The notion that the ‘original’ British inhabitants were purebred white is historically false. Since the invasion of the Romans in 47AD, Britain has always been a country in which diverse cultures have resided side by side. There is evidence of North African people living on Hadrian’s Wall as well as inscriptions by migrants that moved to the British Isles from Italy and further across Europe. True, these people did not look like the Celtic tribes inhabiting most of England during the period, but they lived there nonetheless.

Throughout the 19th and 20th centuries, this became even more prevalent. The 1800s saw Jewish people fleeing persecution in Poland and trade brought Indian and Chinese people to British ports. The 1940s then saw the encouragement of immigration from the Caribbean to help rebuild Britain post-war, whilst the ’50s and ’60s experienced mass migration from the newly established Commonwealth countries. The point of this sketchy timeline is that there has never been a period when ‘British’ solely equated with ‘White’ Anglo-Saxon dwellers.

Racial aesthetics at war

There is a haunting consequence to identifying with people that ‘look like us‘ — especially when applied across the international geo-political sphere. Chancellor Karl Nehammer of Austria — previously strongly against encouraging the settlement of Afghan refugees — immediately reversed his position when it came to refugees from Ukraine. A former prosecutor general of Ukraine told the BBC:

‘It’s very emotional for me because I see European people with blue eyes and blonde hair… being killed every day.’

What conclusions should we draw from this? That some of us are more willing to support those who are suffering if they are white? With tensions between the Western economies and those of Russia and China souring, the idea that nations are incentivised to ally on the basis of racial aesthetics is a scary one indeed.

Domestic Politics

The bias towards preferring ‘one’s own’ is further seen in the UK’s recent policy of ‘levelling up.’ With a motive to boost economic prosperity in traditionally ‘red wall’ seats, the Conservative Party has been focusing on areas in the North East of England, regions that entered decline following the post-Industrial Revolution. Yet these former mining areas are not as poor as their ‘mill town’ counterparts. What they are, however, is predominantly white. The 2021 census reveals that in Durham, where 4 seats voted Tory in December 2021, 96.8 per cent are classed as white British.

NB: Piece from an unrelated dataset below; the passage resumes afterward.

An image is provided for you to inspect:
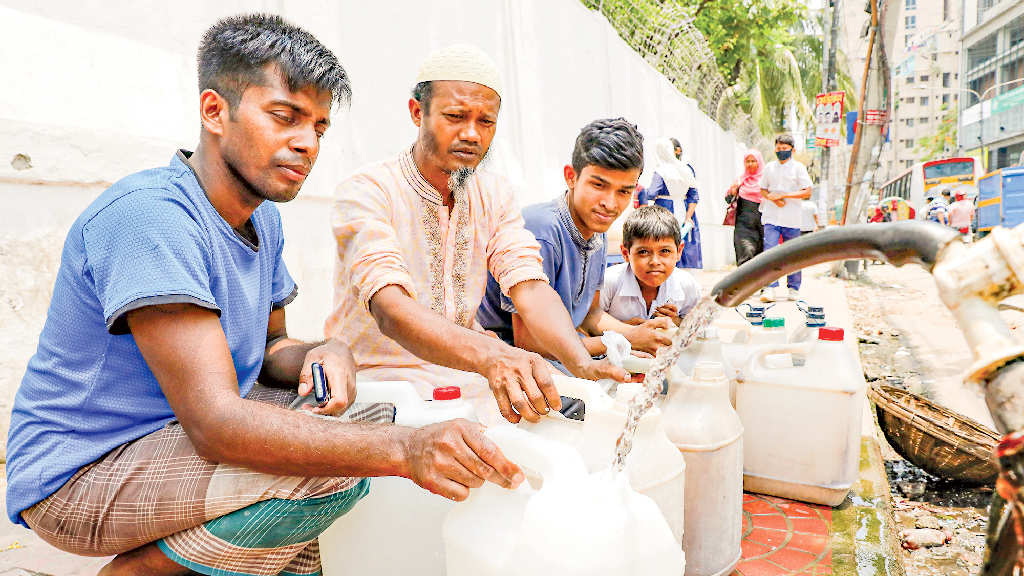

However, the unrealistic assumption that Britain is predominantly white presides over domestic policy-making. In a country where two of its major cities (London and Birmingham) are no longer majority White British, it may be time for the Conservatives to embrace the idea that a vote cast by a non-white British citizen is a valid and valuable vote.

The real issue

Merely condemning Lady Sussan Hussey for her inconsiderate question to Ngozi Fulani is not enough. We need to reflect on the wider implications and consequences of her attitude. There is nothing wrong with showing a healthy dose of curiosity about someone’s ethnic origins. The real issue is the presupposition that someone who is not white is also not really British but ‘other.’